The Taylor Series is a way to represent a function as an infinite sum of terms. Each term is calculated from the derivatives of the function at a single point. When approximating functions near a particular point, Taylor series can be very useful because they allow for polynomial approximations that are easier to work with. The general formula for a Taylor series centered at a point \( a \) is:\[f(x) = f(a) + f'(a)(x-a) + \frac{f''(a)}{2!}(x-a)^2 + \frac{f'''(a)}{3!}(x-a)^3 + \ldots\]For a Taylor polynomial of degree \( n \), simply stop after the \( n \)-th term. This allows us to approximate a function with a polynomial up to degree \( n \), offering a more straightforward expression to calculate.In this exercise, the focus is on the function \( f(x) = \frac{1}{1-x} \). This function is being evaluated around \( x=0 \), meaning it involves a Maclaurin series, a specific Taylor series where \( a=0 \). Understanding Taylor series is vital as it helps simplify complex functions for easier analysis and calculation.

A geometric series is a type of series where each term is a constant multiple of the previous term. It has a straightforward formula if summed to infinity, provided that the common ratio is between -1 and 1:\[s = \frac{a}{1-r}\]Where \( a \) is the first term and \( r \) is the common ratio. In the context of the problem, \( f(x) = \frac{1}{1-x} \) is the sum of a geometric series where each term is derived from the previous one, multiplied by \( x \). This results in:\[f(x) = 1 + x + x^2 + x^3 + \cdots\]When analyzing functions like this, understanding the geometric series allows us to quickly grasp the structure and behavior of the function without deriving every term from scratch. Simply by recognizing it as a geometric series, we have a powerful tool to approximate and explore the behavior of functions like \( \frac{1}{1-x} \). By using geometric series, we can recognize that the Taylor series for this particular function matches the sum of this infinite geometric series.

Derivatives are fundamental in finding Taylor series since they help determine the coefficients of the terms in the series. For a function \( f(x) \), its derivatives at a specific point give us the rates at which the function value is changing. Here, determining derivatives of \( f(x) = \frac{1}{1-x} \) is key to building its Taylor series.The first few derivatives are:

• First derivative: \( f'(x) = \frac{1}{(1-x)^2} \)
• Second derivative: \( f''(x) = \frac{2}{(1-x)^3} \)
• Third derivative: \( f'''(x) = \frac{6}{(1-x)^4} \)

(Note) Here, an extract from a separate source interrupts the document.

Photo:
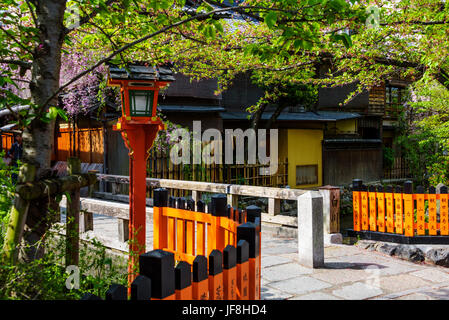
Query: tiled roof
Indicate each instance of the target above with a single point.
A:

Evaluating these at \( x = 0 \) gives us coefficients used in the Taylor polynomial:

• \( f(0) = 1 \)
• \( f'(0) = 1 \)
• \( f''(0) = 2 \)
• \( f'''(0) = 6 \)

Understanding how to compute these derivatives and their values at specific points is crucial for constructing the Taylor polynomial. Derivative calculations ensure the accuracy of the polynomial in approximating the function near a particular point. This way, we can confidently sum the series to approximate \( f(x) \) around \( x=0 \) accurately.